Shannon Doherty is a native of Orange County, New York. She graduated from the State University of New York at Binghamton in 2021 with a degree in history. Since then, she has been immersed in the public history world, including the Journey Through Hallowed Ground, American Battlefield Trust, Fredericksburg and Spotsylvania National Military Park, and Fort Pulaski National Monument. She currently works as the Education Manager of Historic Germanna, a public history site in Locust Grove, Virginia, and resides in Fredericksburg with her cat Spotsy.

 

Endnotes

[1] Abraham Lincoln, Message to Congress, July 4, 1861, Second Printed Draft, with Changes in Lincoln’s Hand. Abraham Lincoln papers: Series 1. General Correspondence. Manuscript/Mixed Material. https://www.loc.gov/item/mal1057200/.

[2] Valley Register, July 19, 1861; Frederick Herald, July 16, 1861.

[3] Republican Citizen, February 21, 1862.

[4] Frederick Examiner, December 11, 1861.

[5] Republican Citizen, September 20, 1861.

[6] Williams, Thomas John Chew. History of Frederick County, Maryland: From the Earliest Settlements to the Beginning of the War Between the States. Frederick County: Higginson Book Company, 1910, 252.

[7] See Abraham Lincoln and the Civil War: The Trials of John Merryman by Jonathan W. White, The Body of John Merryman: Abraham Lincoln and the Suspension of Habeas Corpus by Brian McGinty, and The Fate of Liberty: Abraham Lincoln and Civil Liberties by Mark Neely.

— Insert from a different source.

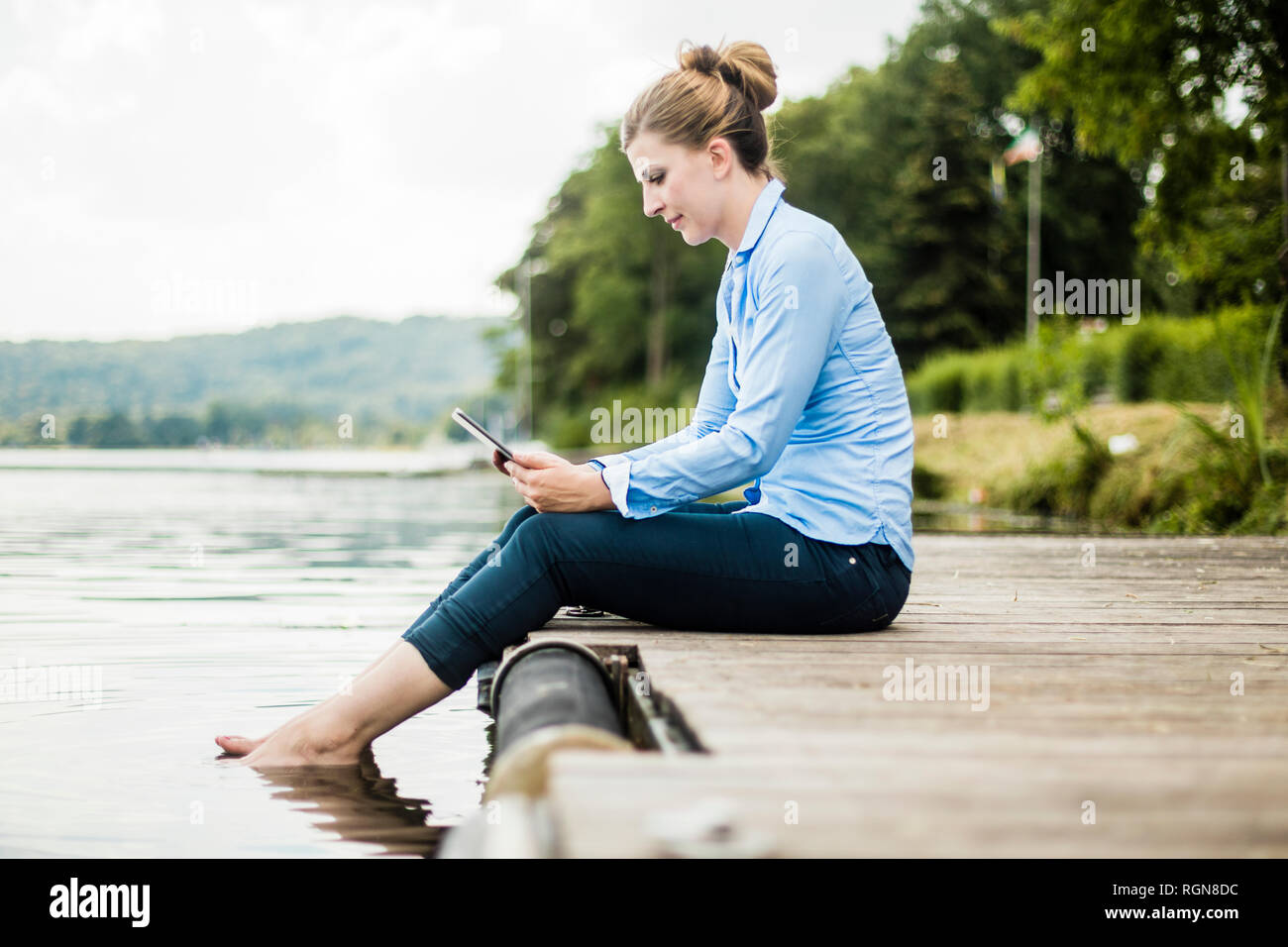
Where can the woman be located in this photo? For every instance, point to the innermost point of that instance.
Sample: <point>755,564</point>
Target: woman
<point>803,393</point>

5 Responses to The “Rancor of Secession” in Frederick, Maryland: The Case of John Baughman

    1. Thanks George! The 1870 census places him back in Frederick with his family, his occupation listed as editor. It seems he went back to editing the Citizen and supporting the Democratic Party until his death in 1872. He is buried in St. Johns Cemetery in Frederick.

  1. It should be noted that Lincoln suspended the writ on April 27, 1861, only along the railway lines from Baltimore to the north, to ensure that trains ferrying state militia troops to Washington (via Baltimore, where they had to change trains). He authorized Gen. Winfield Scott to detain anyone caught tampering with rail tracks, including those on the bridges over the Susquehanna, Bush and Gunpowder Rivers. This was a military order; no public proclamation was issued. Thus Baughman’s detention, justified or not, was unrelated to this particular suspension of the writ.